The document, published as part of the Food Research Collaboration's (FRC) Food Brexit Briefing series, warns that radical changes in food production are urgently needed if we are to halt the decline of wildlife and provide people with ample, healthy and sustainable food.
Currently £3.5 billion per year in farm subsidies support industrial scale farming, with the most money going to the biggest landowners.
But Professor Dave Goulson, author of the FRC briefing, points out that allotments can produce abundant food whie supporting a healthy, biodiverse environment, showing that the two need not be mutually exclusive.
Professor Goulson said: "We are making such a mess of our planet; we're in the midst of a sixth mass extinction event.
"Leaving the Common Agricultural Policy could be a golden opportunity to revolutionise our farming system so it supports biodiversity and sustainable food for all.

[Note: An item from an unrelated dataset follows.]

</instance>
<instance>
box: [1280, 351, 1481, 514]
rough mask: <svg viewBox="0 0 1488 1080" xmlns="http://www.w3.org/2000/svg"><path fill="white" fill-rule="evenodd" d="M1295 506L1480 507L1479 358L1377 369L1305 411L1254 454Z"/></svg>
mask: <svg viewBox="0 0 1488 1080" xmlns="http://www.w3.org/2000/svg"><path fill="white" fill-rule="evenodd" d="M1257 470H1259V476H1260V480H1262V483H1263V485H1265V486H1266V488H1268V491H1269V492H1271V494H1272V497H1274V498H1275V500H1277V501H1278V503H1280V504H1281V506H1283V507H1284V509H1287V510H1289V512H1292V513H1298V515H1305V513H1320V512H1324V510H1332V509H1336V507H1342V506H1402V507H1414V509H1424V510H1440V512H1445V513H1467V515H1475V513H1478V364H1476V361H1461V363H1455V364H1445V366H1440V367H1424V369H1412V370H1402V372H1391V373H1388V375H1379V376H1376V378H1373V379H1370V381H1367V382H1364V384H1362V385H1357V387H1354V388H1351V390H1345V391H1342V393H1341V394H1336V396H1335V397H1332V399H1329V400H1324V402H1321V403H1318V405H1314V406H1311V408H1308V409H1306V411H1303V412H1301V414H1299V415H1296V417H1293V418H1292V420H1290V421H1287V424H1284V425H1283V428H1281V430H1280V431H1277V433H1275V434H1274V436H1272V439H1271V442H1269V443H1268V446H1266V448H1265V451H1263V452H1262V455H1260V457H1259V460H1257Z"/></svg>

"We will need to bring more people back onto the land as small-scale farming is more labour intensive, but would that be such a bad thing?"
Buying more land for allotments and getting more people involved in small-scale farming, primarily aimed at growing mixed fruit and vegetables for local consumption, would not only enable people to eat healthy food with minimal packaging, but it would also provide a route into employment in a time when more and more jobs are becoming redundant due to automation, argues the paper.
Professor Goulson, whose book The Garden Jungle or Gardening to Save the Planet is published today, calls for the removal of area-based subsidies and reinvesting the money in allotments, small-scale farms and research and development to optimise sustainability and productivity of this type of farming.
The paper also highlights that gardens and allotments are not only good models for sustainable food growing, but also spaces that allow average homeowners to contribute to wildlife conservation with simple actions such as not using pesticides; providing homes for bees and other insects; and growing plants that insects can pollinate.